I guess they are all in some way referencing the music we re-issued on compilations and re-issues and so it was an obvious progression – I think we’ll get further and further away from that in time though and already this year we are signing some acts that have nothing at all to do with South America or Africa.
Can we mention a certain eclecticism in terms of catalogue? Is it more difficult to be well received, well identified, by the media and record shops or is it in fact a force?
Again I think it’s harder in the short term – Many journalists and distributors/stores just want to put you in a one genre box and keep you there but I couldn’t think of doing that – As I said before I have very wide tastes musically so want to keep moving and surprising rather than getting stuck in one place.
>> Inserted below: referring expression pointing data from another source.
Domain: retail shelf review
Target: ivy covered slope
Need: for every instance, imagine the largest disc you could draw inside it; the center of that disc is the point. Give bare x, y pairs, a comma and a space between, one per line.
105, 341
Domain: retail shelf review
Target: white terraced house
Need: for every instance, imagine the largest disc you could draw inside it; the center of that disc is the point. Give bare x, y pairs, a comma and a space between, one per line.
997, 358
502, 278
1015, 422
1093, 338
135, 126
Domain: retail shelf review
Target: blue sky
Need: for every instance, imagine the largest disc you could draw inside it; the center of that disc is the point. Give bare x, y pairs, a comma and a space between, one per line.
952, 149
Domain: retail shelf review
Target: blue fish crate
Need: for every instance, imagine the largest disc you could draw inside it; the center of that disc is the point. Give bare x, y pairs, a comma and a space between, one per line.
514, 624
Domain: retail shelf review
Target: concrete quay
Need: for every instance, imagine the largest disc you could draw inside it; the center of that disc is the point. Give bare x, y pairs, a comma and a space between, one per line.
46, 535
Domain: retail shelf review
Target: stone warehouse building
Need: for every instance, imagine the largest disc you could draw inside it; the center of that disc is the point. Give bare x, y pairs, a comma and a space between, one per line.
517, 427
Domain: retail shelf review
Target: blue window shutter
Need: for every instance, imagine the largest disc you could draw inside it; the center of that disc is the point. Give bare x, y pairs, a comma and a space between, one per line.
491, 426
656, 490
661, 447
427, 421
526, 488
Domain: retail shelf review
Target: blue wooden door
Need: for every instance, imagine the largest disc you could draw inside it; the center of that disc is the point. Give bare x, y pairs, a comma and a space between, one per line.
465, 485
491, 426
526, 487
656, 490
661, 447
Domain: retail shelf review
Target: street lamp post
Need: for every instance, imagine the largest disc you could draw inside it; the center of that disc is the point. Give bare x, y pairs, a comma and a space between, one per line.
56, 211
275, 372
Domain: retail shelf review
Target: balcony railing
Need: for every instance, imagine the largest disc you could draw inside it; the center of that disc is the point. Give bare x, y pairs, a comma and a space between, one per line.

Its tough sometimes but as the catalogue grows people start to get it. Major labels can do it so why not independents?
What could be the label’s leitmotif?
Music from Planet Earth : Past, Present, Future.
What are your next releases?
New Albums by Fumaca Preta (Darker and more introspective than the first maybe) & Family Atlantica (featuring Marshall Allen and Orlando Julius). Psychedelic pop from Flamingods with “Majesty” – I saw these guys in a tent I was DJing in at Glastonbury last year and was blown away – a whole band of multi-instrumentalists who met in London and the Middle East. This is their third album and has shades of early Pink Floyd, Os Mutantes, the Beatles & Sun City Girls, crashing into Les Baxter and Martin Denny. Then we have a new 45 by Chico Mann, Kenya Special Volume 2 , re-issues of People Rock Outfit and Jay-U experience from Nigeria and some edit 12s. Later on in the year I hope the new Ondatropica album will drop alongside some more new signings and re-issues etc and a comp of Nigerian Disco and Boogie.
What is the LP you dream of reissuing?
If I tell you that 100’s of other people will try and do it first!